On March 30, 2023 at 14:00 EEST, Denisa Diaconescu (University of Bucharest & Runtime Verification) will give a talk in the Logic Seminar.
Title: VLSM: A General Framework for Reasoning About Faulty Distributed Systems
Abstract:
Formally modeling and reasoning about distributed systems with faults is a challenging task [1]. Depending on the system model, an execution of a distributed protocol may be subject to many kinds of faults, from simple recoverable component crashes to Byzantine adversarial actions [4]. Each kind of failure may then require specific actions for evasion or recovery by the affected components.
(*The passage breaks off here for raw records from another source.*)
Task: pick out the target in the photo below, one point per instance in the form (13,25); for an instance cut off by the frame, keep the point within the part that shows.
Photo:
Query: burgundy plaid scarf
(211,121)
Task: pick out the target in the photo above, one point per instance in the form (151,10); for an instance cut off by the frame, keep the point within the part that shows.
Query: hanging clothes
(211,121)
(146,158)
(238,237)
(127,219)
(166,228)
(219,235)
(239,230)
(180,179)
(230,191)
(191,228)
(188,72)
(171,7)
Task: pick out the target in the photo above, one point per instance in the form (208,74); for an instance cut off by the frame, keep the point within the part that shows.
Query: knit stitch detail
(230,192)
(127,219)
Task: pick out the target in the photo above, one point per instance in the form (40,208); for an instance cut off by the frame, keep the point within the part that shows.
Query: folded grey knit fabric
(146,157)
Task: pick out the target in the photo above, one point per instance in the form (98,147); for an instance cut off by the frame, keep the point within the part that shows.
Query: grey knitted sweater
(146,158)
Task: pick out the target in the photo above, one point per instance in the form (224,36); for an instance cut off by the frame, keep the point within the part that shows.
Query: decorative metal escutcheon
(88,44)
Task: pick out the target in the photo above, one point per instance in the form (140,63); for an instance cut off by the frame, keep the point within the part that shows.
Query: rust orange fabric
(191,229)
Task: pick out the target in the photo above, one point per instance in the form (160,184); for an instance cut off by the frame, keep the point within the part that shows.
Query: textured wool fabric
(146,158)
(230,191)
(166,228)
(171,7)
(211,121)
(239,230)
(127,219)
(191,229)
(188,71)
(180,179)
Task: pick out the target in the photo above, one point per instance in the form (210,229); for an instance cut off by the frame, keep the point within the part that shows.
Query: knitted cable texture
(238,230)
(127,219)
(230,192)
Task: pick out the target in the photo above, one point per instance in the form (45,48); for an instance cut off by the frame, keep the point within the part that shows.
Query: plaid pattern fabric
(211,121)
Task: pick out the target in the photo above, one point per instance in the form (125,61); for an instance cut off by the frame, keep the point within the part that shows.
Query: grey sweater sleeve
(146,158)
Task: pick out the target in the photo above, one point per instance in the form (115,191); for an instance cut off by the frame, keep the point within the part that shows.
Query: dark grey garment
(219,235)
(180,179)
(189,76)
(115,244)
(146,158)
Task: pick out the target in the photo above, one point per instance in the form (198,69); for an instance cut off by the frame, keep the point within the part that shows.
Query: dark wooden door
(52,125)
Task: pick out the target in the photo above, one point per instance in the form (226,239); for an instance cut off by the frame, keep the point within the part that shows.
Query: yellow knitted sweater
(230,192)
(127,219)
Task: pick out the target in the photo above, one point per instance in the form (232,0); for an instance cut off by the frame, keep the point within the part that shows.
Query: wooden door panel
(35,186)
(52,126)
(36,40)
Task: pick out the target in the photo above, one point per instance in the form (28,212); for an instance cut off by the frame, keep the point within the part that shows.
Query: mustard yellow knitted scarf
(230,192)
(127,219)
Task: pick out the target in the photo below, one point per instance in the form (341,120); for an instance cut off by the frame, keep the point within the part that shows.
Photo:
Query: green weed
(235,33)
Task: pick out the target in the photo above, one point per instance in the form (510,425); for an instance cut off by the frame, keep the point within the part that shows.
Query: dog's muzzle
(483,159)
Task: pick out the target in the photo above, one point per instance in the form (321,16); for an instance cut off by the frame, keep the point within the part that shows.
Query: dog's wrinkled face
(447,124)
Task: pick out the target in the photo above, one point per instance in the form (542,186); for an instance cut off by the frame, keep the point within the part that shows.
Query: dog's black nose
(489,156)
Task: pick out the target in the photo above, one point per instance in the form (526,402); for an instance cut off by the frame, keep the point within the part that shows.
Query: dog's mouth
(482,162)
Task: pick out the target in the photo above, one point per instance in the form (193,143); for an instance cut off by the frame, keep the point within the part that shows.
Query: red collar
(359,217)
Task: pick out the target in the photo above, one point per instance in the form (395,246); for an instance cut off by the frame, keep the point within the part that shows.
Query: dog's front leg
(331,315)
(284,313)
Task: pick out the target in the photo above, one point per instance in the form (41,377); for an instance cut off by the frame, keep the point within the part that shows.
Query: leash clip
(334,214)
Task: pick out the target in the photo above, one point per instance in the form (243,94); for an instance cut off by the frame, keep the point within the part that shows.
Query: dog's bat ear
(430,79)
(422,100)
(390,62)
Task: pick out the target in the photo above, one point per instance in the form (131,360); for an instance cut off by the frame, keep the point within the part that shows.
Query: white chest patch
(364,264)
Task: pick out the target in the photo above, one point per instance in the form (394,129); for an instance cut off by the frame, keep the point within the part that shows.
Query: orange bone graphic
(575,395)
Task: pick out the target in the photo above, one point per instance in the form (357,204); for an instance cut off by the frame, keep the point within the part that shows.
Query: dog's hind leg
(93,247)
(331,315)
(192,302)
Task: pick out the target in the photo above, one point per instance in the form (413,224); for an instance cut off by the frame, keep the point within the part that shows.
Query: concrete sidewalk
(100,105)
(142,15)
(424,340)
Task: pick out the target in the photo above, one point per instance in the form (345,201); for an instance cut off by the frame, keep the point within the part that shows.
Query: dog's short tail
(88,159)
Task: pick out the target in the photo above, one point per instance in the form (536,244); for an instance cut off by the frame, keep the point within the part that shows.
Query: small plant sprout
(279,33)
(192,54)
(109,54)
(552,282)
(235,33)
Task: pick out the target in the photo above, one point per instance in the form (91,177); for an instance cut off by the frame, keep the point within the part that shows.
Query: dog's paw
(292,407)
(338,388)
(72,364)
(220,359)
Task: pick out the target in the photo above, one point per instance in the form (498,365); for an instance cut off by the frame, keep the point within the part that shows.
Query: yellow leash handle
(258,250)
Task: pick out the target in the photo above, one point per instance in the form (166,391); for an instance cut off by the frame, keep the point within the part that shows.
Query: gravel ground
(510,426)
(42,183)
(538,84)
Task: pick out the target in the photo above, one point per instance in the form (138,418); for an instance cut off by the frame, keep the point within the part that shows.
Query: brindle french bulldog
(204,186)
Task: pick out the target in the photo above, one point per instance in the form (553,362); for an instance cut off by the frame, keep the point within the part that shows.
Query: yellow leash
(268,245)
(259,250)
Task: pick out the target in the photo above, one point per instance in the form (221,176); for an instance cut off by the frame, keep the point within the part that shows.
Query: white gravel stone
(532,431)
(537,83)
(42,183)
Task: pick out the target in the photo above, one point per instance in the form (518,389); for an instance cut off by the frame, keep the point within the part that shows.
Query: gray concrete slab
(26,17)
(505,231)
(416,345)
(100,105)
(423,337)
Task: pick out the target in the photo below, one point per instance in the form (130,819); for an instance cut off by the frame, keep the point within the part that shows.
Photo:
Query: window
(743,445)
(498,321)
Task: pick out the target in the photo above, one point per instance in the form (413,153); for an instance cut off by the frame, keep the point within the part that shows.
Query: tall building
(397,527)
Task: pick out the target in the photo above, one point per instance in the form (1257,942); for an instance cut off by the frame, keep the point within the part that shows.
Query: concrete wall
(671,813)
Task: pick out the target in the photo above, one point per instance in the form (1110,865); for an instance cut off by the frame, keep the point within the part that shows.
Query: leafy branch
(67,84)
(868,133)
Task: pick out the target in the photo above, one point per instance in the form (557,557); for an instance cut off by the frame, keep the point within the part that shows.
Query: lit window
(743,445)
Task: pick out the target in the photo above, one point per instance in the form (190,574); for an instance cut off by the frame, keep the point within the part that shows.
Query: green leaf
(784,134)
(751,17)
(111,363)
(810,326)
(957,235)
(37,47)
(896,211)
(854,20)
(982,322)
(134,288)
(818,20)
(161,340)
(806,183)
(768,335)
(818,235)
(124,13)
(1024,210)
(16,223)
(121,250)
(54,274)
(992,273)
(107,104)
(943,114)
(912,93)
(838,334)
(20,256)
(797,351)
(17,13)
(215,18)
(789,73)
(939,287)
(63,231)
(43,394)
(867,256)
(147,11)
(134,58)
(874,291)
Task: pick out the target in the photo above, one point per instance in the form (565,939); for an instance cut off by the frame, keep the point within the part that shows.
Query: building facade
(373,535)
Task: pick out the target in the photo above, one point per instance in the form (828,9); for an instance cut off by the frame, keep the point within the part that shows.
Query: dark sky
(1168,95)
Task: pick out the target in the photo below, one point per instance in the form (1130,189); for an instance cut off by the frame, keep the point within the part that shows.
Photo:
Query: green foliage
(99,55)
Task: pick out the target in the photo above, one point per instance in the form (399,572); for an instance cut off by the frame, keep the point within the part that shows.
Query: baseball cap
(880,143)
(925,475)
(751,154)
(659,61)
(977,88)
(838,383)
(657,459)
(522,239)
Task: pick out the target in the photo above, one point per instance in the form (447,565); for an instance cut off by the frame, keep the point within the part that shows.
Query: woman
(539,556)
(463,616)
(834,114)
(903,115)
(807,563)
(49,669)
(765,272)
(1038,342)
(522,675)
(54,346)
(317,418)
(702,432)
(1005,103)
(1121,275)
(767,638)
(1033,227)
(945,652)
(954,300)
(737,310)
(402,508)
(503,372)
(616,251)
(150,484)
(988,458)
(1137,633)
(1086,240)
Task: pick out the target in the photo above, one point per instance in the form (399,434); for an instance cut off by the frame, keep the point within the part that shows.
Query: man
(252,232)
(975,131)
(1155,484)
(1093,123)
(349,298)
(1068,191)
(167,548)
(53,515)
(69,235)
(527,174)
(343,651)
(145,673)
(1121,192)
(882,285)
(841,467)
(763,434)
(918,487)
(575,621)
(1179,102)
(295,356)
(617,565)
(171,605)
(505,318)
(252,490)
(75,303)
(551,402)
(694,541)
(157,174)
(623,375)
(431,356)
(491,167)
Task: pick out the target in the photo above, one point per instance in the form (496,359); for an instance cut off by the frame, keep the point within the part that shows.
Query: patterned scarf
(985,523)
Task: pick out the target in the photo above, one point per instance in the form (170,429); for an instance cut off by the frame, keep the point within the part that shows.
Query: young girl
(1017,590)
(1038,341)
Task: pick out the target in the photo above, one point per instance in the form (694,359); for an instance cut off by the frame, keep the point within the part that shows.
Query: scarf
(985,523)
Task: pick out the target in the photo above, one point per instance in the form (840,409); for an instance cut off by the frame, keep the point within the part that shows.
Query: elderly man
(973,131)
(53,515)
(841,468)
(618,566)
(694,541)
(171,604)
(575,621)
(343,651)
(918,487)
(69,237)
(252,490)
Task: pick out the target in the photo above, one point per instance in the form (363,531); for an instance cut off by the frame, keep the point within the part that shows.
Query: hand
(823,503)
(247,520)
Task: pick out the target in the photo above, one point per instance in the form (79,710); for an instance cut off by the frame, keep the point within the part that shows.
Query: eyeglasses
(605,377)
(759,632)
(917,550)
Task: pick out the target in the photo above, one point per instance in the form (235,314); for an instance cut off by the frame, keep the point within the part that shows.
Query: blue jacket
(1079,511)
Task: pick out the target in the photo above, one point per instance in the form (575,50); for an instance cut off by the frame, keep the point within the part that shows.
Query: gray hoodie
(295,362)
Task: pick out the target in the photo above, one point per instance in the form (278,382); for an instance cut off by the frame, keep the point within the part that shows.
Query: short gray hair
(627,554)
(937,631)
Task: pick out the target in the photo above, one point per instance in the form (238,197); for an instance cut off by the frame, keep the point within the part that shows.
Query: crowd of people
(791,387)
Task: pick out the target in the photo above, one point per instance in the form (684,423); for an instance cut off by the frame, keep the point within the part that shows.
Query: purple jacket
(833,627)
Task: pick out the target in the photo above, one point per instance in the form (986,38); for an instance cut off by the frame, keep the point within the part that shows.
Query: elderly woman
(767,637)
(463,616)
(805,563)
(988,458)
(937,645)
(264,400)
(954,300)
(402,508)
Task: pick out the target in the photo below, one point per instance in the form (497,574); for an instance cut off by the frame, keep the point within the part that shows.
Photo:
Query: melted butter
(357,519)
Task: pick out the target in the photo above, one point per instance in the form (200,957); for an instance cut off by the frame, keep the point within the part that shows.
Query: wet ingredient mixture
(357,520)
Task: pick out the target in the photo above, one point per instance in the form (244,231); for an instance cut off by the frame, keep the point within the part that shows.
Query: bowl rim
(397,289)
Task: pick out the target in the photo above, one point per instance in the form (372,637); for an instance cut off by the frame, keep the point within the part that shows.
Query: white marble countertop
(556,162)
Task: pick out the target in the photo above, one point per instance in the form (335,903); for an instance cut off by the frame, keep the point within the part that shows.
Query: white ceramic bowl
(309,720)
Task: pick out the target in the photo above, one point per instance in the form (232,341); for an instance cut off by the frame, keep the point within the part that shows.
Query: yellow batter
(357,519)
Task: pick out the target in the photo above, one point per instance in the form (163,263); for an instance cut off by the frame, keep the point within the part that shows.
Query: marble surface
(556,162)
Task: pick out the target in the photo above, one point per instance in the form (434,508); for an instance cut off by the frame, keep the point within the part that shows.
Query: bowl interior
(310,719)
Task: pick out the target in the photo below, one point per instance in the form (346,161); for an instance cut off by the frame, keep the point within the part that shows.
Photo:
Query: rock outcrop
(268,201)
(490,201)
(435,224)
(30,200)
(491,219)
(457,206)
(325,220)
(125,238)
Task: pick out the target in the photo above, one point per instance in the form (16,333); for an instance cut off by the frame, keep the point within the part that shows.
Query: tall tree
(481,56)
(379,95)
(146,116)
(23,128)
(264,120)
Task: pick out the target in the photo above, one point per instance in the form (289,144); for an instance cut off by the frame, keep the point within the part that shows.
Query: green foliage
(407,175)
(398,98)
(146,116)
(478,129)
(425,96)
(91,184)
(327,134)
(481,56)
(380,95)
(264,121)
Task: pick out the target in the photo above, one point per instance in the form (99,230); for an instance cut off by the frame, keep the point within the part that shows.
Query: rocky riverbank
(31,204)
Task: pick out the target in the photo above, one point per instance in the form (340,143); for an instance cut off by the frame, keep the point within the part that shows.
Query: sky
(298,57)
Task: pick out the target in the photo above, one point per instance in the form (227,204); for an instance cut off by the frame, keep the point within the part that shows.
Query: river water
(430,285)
To address this problem, we recently proposed the theory of Validating Labeled State transition and Message production systems (VLSMs) as a general approach to modeling and verifying distributed protocols executing in the presence of faults [5]. In particular, VLSM executions can be subject to equivocation behavior. Equivocation refers to claiming different beliefs about the state of the protocol to different parts of the system in order to steer the protocol-following components into making inconsistent decisions; messages received from equivocating components seem to be valid messages [3]. For example, if a system tries to come to a consensus about the value of a bit, an equivocating component may claim the bit is 0 to one part of the system, and 1 to the other. Equivocation behavior cannot be produced by a single protocol execution, but only by multiple protocol executions, i.e., an equivocating component behaves as if running multiple copies of the protocol.
Our VLSM-based modeling and verification methodology for distributed protocols follows the correct-by-construction approach for design and development [2]: we define an abstract class of protocols (satisfying some generic abstract properties), prove general results about protocols belonging to the class, and then obtain correct-by-construction protocols by concretely instantiating the abstract components, or, alternatively, prove that concrete protocols satisfy those requirements.
References:
[1] Pedro Fonseca, Kaiyuan Zhang, Xi Wang & Arvind Krishnamurthy (2017): An Empirical Study on the Correctness of Formally Verified Distributed Systems. In: European Conference on Computer Systems, pp. 328–343, doi:10.1145/3064176.3064183.
[2] David Gries (1981): The Science of Programming. Springer, doi:10.1007/978-1-4612-5983-1.
[3] Alexander Jaffe, Thomas Moscibroda & Siddhartha Sen (2012): On the price of equivocation in Byzantine agreement. In: Symposium on Principles of Distributed Computing, pp. 309–318, doi:10.1145/2332432.2332491.
[4] Leslie Lamport, Robert Shostak & Marshall Pease (1982): The Byzantine Generals Problem. ACM Transactions on Programming Languages and Systems 4(3), pp. 382–401, doi:10.1145/357172.357176.
[5] V. Zamfir, M. Calancea, D. Diaconescu, W. Kołowski, B. Moore, K. Palmskog, T. F. Șerbănuță, M. Stay, D. Trufaș, & J. Tušil (2022): Validating Labelled State Transition and Message Production Systems: A Theory for Modelling Faulty Distributed Systems. arXiv:2202.12662 [cs.DC].
The talk will take place physically at FMI (Academiei 14), Hall 214 “Google”.